Peter Lindbergh moved to Paris in 1978 and started working internationally for Vogue, first the Italian, then the English, French, German, and American Vogue, later for The New Yorker, Vanity Fair, Allure, and Rolling Stone. His mostly black-and-white photographs, implement a pictorial language that takes its lead from early German cinema and from the Berlin art scene of the 1920s.

In 1988, Anna Wintour arrived at American Vogue and signed Lindbergh for the magazine. He shot Miss Wintour’s first, then revolutionary American Vogue, November 1988 cover.

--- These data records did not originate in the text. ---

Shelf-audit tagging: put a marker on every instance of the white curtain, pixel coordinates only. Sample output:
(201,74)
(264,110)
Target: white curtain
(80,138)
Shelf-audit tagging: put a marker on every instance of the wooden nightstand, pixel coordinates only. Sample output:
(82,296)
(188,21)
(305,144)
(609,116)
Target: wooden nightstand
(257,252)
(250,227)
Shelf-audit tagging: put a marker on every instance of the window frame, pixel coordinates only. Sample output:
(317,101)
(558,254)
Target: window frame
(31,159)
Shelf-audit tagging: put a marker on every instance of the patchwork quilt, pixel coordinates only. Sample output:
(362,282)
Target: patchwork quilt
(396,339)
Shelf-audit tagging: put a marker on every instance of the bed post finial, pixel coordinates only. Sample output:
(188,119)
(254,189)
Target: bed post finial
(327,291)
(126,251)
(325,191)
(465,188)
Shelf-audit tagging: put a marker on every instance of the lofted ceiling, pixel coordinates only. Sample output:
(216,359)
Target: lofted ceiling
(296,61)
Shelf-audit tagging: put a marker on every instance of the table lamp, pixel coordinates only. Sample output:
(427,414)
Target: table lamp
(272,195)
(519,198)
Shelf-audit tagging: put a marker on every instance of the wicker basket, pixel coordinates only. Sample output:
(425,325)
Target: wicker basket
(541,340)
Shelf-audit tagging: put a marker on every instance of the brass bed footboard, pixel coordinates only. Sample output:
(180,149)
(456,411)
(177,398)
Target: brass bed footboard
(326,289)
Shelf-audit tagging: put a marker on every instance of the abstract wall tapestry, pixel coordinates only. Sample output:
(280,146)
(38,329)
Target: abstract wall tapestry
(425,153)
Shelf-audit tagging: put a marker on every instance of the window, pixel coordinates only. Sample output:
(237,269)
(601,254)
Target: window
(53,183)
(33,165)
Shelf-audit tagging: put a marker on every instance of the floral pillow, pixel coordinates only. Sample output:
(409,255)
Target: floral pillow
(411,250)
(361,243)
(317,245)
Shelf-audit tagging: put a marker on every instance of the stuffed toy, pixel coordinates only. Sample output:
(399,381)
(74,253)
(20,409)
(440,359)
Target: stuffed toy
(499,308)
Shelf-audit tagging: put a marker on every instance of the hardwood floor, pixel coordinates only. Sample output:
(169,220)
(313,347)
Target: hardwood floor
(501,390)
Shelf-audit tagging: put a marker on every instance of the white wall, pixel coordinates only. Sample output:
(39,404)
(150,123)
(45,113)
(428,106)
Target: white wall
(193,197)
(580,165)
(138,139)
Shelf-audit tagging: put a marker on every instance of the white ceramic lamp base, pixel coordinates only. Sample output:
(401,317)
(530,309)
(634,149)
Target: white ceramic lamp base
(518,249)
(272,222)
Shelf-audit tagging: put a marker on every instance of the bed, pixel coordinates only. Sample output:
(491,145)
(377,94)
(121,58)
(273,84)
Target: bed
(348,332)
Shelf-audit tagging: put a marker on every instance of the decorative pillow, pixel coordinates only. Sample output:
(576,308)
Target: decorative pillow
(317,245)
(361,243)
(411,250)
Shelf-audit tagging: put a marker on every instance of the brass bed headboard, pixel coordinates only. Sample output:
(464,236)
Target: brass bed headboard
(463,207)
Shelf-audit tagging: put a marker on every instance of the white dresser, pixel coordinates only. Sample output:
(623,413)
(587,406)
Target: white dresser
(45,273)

Lindbergh photographed the "iconic" January 1990 Vogue cover that featured Linda Evangelista, Naomi Campbell, Tatjana Patitz, Cindy Crawford, and Christy Turlington.

He made portraits of Catherine Deneuve, Mick Jagger, Charlotte Rampling, Nastassja Kinski, Tina Turner, John Travolta, Madonna, Sharon Stone, John Malkovich, and countless others.

When Lindbergh was put under contract to the American Harpers Bazaar by Liz Tilberis in 1992, she made her editor sign a seven-figure check.

His first book, 10 Women by Peter Lindbergh, a black-and-white portfolio of ten top contemporary models, was published in 1996 and had sold more than 100,000 copies as of 2008.

Twice he has shot the Pirelli calendar, in 1996 and 2002. The latter, which featured actresses instead of models for the first time, was shot on the back lot of Universal Studios, and was described by Germaine Greer as "Pirelli's most challenging calendar yet."